The initialization method of the combinatorial expansion function.

It initializes a combinatorial expansion object based on the input function name. This method will also call the initialization method of the base class as well.

Parameters:

Name	Type	Description	Default
`name`	`str`	The name of the combinatorial expansion function.	`'combinatorial_expansion'`
`d`	`int`	The order of random combinations.	`2`
`with_replacement`	`bool`	The replacement boolean tag.	`False`

Returns:

Type	Description
`transformation`	The combinatorial expansion function.

Source code in tinybig/expansion/combinatorial_expansion.py

def __init__(self, name: str = 'combinatorial_expansion', d: int = 2, with_replacement: bool = False, *args, **kwargs):
    r"""
    The initialization method of the combinatorial expansion function.

    It initializes a combinatorial expansion object based on the input function name.
    This method will also call the initialization method of the base class as well.

    Parameters
    ----------
    name: str, default = 'combinatorial_expansion'
        The name of the combinatorial expansion function.
    d: int, default = 2
        The order of random combinations.
    with_replacement: bool, default = False
        The replacement boolean tag.

    Returns
    ----------
    transformation
        The combinatorial expansion function.
    """
    super().__init__(name=name, *args, **kwargs)
    self.d = d
    self.with_replacement = with_replacement

`calculate_D(m)`

The expansion dimension calculation method.

It calculates the intermediate expansion space dimension based on the input dimension parameter m.
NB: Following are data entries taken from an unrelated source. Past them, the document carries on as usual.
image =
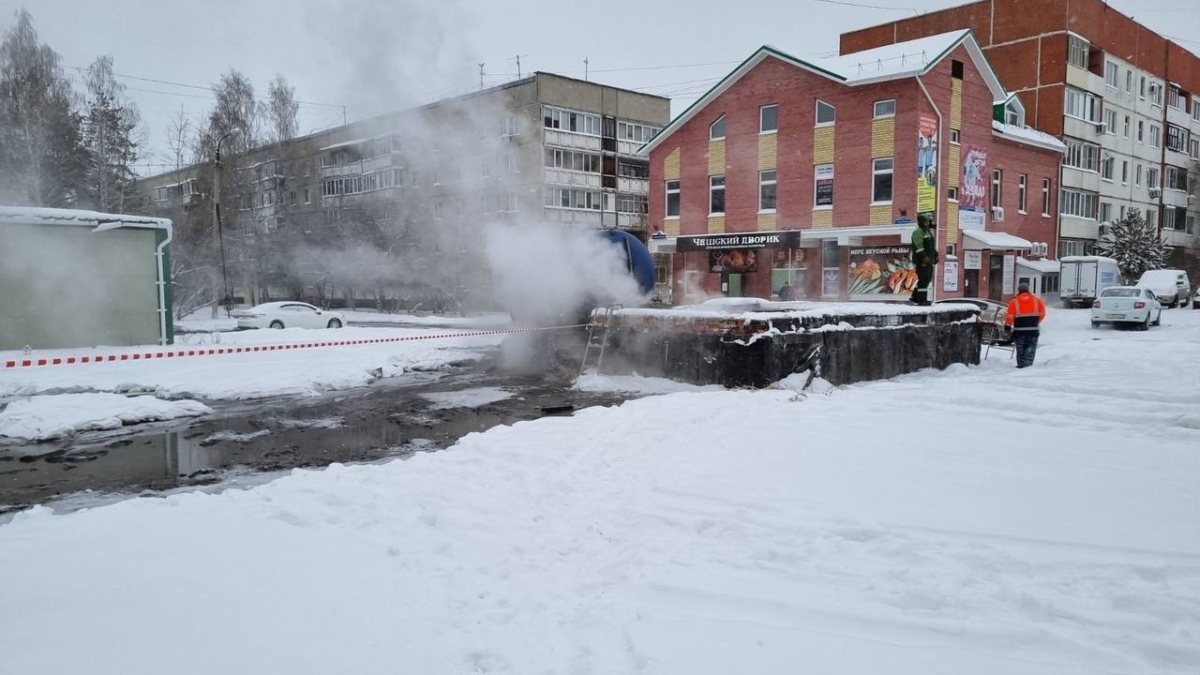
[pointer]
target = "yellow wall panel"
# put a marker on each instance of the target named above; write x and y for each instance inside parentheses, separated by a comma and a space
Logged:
(671, 166)
(717, 157)
(883, 137)
(768, 149)
(822, 145)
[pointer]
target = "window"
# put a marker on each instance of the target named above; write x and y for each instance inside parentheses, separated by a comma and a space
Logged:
(717, 195)
(1176, 179)
(826, 114)
(822, 185)
(672, 198)
(1077, 52)
(1176, 138)
(1083, 105)
(1176, 99)
(717, 130)
(881, 172)
(1081, 155)
(767, 190)
(1111, 75)
(1078, 203)
(768, 119)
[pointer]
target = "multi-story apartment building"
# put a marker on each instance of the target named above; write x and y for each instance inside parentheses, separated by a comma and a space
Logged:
(1117, 94)
(811, 174)
(541, 148)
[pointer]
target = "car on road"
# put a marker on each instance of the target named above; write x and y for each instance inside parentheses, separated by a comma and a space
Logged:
(1127, 305)
(1171, 286)
(287, 315)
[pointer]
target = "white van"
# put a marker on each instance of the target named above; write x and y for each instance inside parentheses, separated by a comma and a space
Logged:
(1084, 278)
(1171, 286)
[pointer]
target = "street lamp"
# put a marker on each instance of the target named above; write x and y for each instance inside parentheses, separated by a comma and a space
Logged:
(216, 215)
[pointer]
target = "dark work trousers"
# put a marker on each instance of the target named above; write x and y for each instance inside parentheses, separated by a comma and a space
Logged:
(924, 278)
(1026, 347)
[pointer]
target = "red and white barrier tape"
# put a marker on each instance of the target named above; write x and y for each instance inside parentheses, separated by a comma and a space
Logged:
(250, 348)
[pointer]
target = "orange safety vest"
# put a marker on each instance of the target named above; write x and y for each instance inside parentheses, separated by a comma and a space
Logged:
(1025, 312)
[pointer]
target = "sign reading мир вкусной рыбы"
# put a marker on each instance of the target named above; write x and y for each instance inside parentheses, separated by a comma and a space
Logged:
(790, 239)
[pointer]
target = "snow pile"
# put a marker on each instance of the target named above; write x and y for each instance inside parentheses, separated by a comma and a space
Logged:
(979, 520)
(42, 418)
(467, 398)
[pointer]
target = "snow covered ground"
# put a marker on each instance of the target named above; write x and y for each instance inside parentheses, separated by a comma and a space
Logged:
(253, 375)
(978, 520)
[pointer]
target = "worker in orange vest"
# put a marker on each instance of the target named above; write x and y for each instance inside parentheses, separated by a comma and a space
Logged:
(1025, 315)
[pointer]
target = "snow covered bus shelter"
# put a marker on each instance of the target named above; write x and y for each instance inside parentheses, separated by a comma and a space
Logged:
(82, 279)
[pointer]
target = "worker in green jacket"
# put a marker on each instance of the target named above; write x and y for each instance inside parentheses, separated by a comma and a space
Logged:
(924, 257)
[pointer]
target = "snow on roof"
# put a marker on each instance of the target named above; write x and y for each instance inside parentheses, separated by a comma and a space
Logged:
(1027, 135)
(1043, 266)
(985, 239)
(73, 216)
(882, 64)
(892, 61)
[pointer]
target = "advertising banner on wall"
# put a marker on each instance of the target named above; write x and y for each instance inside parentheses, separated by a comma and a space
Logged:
(973, 187)
(733, 261)
(881, 273)
(927, 165)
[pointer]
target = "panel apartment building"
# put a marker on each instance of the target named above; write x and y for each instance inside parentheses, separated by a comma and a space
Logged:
(540, 148)
(1122, 97)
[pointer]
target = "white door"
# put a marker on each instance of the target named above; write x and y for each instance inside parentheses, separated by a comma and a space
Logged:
(1087, 274)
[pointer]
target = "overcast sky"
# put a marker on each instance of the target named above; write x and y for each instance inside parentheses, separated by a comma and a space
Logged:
(372, 55)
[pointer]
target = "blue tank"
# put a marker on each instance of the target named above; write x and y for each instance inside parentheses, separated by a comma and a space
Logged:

For the combinatorial expansion function, the expansion space dimension will be $$ D = \sum_{i=1}^d i \cdot {m \choose i}. $$

Parameters:

Name	Type	Description	Default
`m`	`int`	The dimension of the input space.	required

Returns:

Type	Description
`int`	The dimension of the expansion space.

Source code in tinybig/expansion/combinatorial_expansion.py

def calculate_D(self, m: int):
    r"""
    The expansion dimension calculation method.

    It calculates the intermediate expansion space dimension based on the input dimension parameter m.
    For the combinatorial expansion function, the expansion space dimension will be
    $$ D = \sum_{i=1}^d i \cdot {m \choose i}. $$

    Parameters
    ----------
    m: int
        The dimension of the input space.

    Returns
    -------
    int
        The dimension of the expansion space.
    """
    assert type(self.d) is int and self.d >= 1
    return int(sum([r*comb(m, r) for r in range(1, self.d+1)]))

`combinatorial(x, d=2, device='cpu', with_replacement=False, *args, **kwargs)` `staticmethod`

The combinatorial generation method.

It generates the random combinations of elements from the input data vector. The number of combined elements ranges from 1 to the provided order parameter d.

Parameters:

Name	Type	Description	Default
`x`	`Tensor`	The input data vector.	required
`d`	`int`	The order of the random combinations.	`2`
`device`		The device to perform and host the combinations.	`'cpu'`
`with_replacement`	`bool`	The replacement boolean tag.	`False`

Returns:

Type	Description
`Tensor`	The tensor including all the combinations of elements of sizes from 1 to d.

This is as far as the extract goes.